Initially, patient was started on steroids 40 mg once a day, broad-spectrum antibiotics, and NSAIDS.

Laboratory work-up was positive for elevated CRP and leukopenia with a WBC of 2.3, but no neutropenia.

The rest of the work-up was negative, including, ANA, ESR, hepatic panel, coagulation profile, RF, HIV, HCV, CCP, anti-dsDNA, c-ANCA, p-ANCA and cryoglobulins. Blood cultures were negative and urine toxicology was positive for cocaine.
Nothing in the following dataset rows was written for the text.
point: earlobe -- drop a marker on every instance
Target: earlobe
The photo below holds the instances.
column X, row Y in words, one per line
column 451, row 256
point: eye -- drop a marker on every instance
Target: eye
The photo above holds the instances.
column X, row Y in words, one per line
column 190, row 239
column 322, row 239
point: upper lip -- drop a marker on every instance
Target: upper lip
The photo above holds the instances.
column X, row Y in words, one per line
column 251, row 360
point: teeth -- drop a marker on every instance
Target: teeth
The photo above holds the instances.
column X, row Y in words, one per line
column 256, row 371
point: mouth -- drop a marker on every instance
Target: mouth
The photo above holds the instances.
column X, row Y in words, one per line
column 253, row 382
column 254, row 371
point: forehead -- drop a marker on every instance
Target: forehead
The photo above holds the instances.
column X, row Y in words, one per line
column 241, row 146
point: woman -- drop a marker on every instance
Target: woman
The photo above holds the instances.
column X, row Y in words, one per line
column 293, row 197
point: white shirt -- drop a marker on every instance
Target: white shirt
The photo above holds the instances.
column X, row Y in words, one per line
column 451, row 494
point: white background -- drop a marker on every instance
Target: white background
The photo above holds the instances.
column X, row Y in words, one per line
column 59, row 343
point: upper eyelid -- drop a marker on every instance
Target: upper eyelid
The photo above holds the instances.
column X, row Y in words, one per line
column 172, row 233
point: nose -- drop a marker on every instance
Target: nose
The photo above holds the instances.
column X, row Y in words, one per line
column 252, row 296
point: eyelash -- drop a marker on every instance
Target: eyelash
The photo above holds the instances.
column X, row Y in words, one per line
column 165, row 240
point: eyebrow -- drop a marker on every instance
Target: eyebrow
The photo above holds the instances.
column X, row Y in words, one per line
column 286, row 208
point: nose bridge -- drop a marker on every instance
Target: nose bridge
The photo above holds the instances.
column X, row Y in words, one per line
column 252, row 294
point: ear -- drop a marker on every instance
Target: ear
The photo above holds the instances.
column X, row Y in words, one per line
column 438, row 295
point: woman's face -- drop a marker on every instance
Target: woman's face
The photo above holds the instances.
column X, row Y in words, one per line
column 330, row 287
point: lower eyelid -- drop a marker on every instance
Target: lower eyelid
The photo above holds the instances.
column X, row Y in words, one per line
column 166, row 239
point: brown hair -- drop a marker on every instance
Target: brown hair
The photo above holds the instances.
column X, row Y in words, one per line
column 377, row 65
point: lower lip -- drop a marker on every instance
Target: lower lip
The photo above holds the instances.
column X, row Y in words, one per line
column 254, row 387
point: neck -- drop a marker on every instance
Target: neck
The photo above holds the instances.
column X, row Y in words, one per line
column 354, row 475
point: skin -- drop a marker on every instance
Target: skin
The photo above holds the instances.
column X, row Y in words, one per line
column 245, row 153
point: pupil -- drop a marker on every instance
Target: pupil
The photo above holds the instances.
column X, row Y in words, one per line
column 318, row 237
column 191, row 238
Clinical improvement was noted on day 5 of hospital stay. By then, urine analysis by high-performance liquid chromatography was positive for levamisole. Ultimately, a final diagnosis was made by skin biopsy showing acute and chronic inflammation of the superficial dermis, consisting of neutrophils, eosinophils, and lymphocytes. The deeper dermis and subcutaneous fat showed mostly acute perivascular inflammation, acute vasculitis, and acute inflammation of the eccrine glands, with mixed eosinophilic infiltrate.
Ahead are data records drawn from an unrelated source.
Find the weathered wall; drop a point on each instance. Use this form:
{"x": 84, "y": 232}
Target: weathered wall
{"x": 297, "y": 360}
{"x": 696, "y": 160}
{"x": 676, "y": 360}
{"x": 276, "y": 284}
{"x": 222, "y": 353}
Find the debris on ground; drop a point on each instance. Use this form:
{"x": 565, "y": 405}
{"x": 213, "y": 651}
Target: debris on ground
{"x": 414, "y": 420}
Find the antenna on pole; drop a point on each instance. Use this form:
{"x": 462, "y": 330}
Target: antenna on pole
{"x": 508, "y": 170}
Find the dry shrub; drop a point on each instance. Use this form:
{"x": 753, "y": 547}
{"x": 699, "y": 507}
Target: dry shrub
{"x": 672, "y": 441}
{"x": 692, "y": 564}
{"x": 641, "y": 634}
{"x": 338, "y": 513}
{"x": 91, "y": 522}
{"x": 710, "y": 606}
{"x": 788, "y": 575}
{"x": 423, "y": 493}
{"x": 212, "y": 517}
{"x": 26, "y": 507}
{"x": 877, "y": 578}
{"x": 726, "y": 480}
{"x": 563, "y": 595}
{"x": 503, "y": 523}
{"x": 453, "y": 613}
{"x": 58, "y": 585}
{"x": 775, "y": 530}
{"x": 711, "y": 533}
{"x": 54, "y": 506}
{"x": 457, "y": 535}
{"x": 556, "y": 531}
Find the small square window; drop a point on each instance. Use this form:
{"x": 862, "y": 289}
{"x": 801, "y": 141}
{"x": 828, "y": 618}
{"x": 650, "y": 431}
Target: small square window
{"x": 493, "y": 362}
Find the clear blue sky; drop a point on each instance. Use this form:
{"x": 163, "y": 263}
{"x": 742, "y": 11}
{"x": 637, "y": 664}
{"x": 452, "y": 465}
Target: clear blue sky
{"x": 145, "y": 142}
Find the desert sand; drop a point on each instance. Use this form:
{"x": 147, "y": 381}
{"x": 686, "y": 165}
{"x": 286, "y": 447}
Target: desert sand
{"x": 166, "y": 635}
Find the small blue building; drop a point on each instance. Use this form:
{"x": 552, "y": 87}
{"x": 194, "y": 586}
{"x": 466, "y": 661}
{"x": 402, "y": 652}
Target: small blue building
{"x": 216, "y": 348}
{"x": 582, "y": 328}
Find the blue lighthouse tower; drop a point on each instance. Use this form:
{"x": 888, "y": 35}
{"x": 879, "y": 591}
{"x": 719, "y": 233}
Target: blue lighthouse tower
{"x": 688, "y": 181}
Antibiotics were stopped. A clinical diagnosis of levamisole-induced vasculitis was made and patient was discharged home with a follow-up appointment with the Rheumatology Clinic, unfortunately patient did not keep the appointment.

Discussion

Levamisole-induced vasculopathy is an emerging condition [4]. Immune complex deposition, with resultant neutrophil chemo-taxis and release of proteolytic enzymes and free oxygen radicals, is a key component in the pathophysiology of LCV [5–7].

In addition, other autoantibodies such as antineutrophil cytoplasmic antibody (ANCA), inflammatory mediators such as tumor necrosis factor alpha, and enhanced expression of vascular adhesion molecules may play a role [7,8]. However, the exact pathogenesis of this condition is still unclear [7].

Levamisole-induced vasculitis has an interesting spectrum of autoantibody findings, including high titers of p-ANCA and positive c-ANCA levels.

In one study, p-ANCA levels were positive in 90% of cases and c-ANCA levels in 54% of cases [9]. Similarly, in another study, 87.5% of patients tested positive for high-titer perinuclear antineutrophil antibodies p-ANCA and 18.7% for c-ANCA antibodies [4]. In the remaining cases, the levels were either not checked or were unavailable.

Because of this peculiar autoantibody finding, LIV has been described as a typical clinical syndrome characterized by skin lesions and positive laboratory finding of ANCA levels.

So far, there are no case reports of levamisole-induced leukocytoclastic vasculitis with negative serology [c-ANCA and p-ANCA levels]. Our case is the first reported case of LIV with negative serology for p-ANCA and c-ANCA.

Further studies are needed to find out the underlying cause for such a negative serology, which could be related to antigenic variability, the presence of other contaminants in cocaine besides levamisole, or genetic variability in different patients. On the other hand, it is also unclear if a positive serology would have any effect on patient’s clinical presentation and or prognosis.

Conclusions

Levamisole-induced vasculopathy is on the rise due to widespread use of cocaine. Clinicians are expected to see more and more of these cases. Although most of the reported cases of levamisole-induced vasculopathy showed positive p-ANCA and/or c-ANCA levels, our case shows that patient may in fact have a negative serology, which should not preclude this diagnosis. If suspected, the diagnosis should be confirmed by histology.